Le dirigeant palestinien dit qu’il acceptera le résultat d’un procès juste pour le soldat accusé de meurtre

Le président de l'Autorité palestinienne Mahmoud Abbas avec des journalistes dans son bureau, à Ramallah, en Cisjordanie, le 6 octobre 2015. (Crédit : Ahmad Gharabli/AFP)
Le président de l'Autorité palestinienne Mahmoud Abbas avec des journalistes dans son bureau, à Ramallah, en Cisjordanie, le 6 octobre 2015. (Crédit : Ahmad Gharabli/AFP)

Le président de l’Autorité palestinienne Mahmoud Abbas a déclaré lundi que la justice devait être rendue pour le tir d’un soldat israélien sur un assaillant palestinien désarmé et presque immobile.

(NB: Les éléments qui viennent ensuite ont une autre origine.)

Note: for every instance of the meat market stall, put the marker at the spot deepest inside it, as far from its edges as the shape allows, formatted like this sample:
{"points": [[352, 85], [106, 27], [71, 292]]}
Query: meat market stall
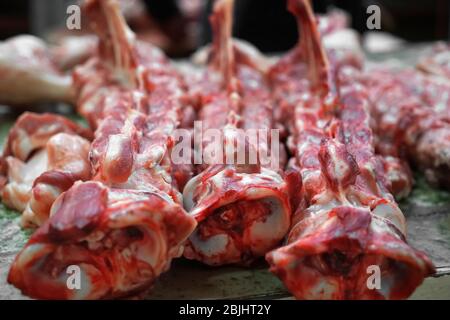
{"points": [[86, 178]]}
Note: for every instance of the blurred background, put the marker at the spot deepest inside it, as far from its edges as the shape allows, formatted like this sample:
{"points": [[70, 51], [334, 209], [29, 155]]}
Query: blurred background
{"points": [[181, 26]]}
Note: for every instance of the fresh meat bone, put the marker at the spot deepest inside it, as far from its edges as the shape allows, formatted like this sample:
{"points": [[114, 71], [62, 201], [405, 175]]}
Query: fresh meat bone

Pendant une rencontre avec une délégation de la fédération internationale des juifs du Maroc à son bureau de Ramallah, le dirigeant palestinien a demandé qu’Israël agisse avec responsabilité pour enquêter sur le tir, son premier commentaire sur la mort de jeudi.

« Cet incident est une ligne rouge », a déclaré Abbas.

« Nous ne sommes pas juges, mais il y a besoin ici d’un procès juste qui dévoile la vérité et donne à tous [ceux qui sont impliqués] ce qu’ils méritent, a-t-il déclaré. Nous serons d’accord avec toute décision d’un tel procès. »

Vendredi, le soldat a été accusé de meurtre devant une cour militaire, après la diffusion d’une vidéo le montrant tirer à la tête sur un attaquant, malgré le fait que l’assaillant soit allongé au sol, blessé par un tir précédent. L’accusation a déclenché des critiques sévères de la famille du soldat et de certains politiciens de droite, qui ont déclaré que l’armée jugeait avant d’enquêter sur l’incident.

De hauts gradés de l’armée israélienne et le ministre de la Défense Moshe Yaalon, ainsi que le Premier ministre Benjamin Netanyahu, ont défendu la décision d’accuser le soldat et ont souligné que ses actions violaient le code éthique de l’armée.

Les commentaires d’Abbas sont intervenus alors que l’un de ses plus proches conseillers, le haut fonctionnaire Saeb Erekat, a soumis une demande aux Nations unies demandant une enquête officielle sur ce qu’il a appelé des « exécutions » extrajudiciaires israéliennes d’attaquants palestiniens. Erekat a soumis cette demande pendant une rencontre avec le coordinateur spécial de l’ONU pour le processus de paix, Nickolay Mladenov.

Erekat a affirmé que bien qu’Israël ait déclaré qu’il enquêterait sur le meurtre de Hébron, « l’histoire a montré que les enquêtes israéliennes ne servent pas la justice ».

En Israël, l’incident est rapidement devenu un débat national sur les règles d’engagement de l’armée et son usage de la force à l’égard des Palestiniens.

Selon l’armée, le soldat a dit avant le tir que l’attaquant palestinien survivant aurait dû être tué, et a dit après à ses commandants que l’assaillant méritait de mourir.

Plus tôt lundi, la famille du soldat avait été emmenée dans un emplacement sûr après avoir reçu des messages de morts et des messages abusifs.

Selon leur avocat, la famille a été inondée d’appels menaçants après la publication de leur numéro de téléphone sur nombre de réseaux sociaux palestiniens.

Lundi à la Knesset, le ministre de la Défense Moshe Yaalon a dénoncé les députés qui avaient soutenu le soldat.

C’est « une affaire où un soldat a mal agi, pas un héros », a-t-il déclaré.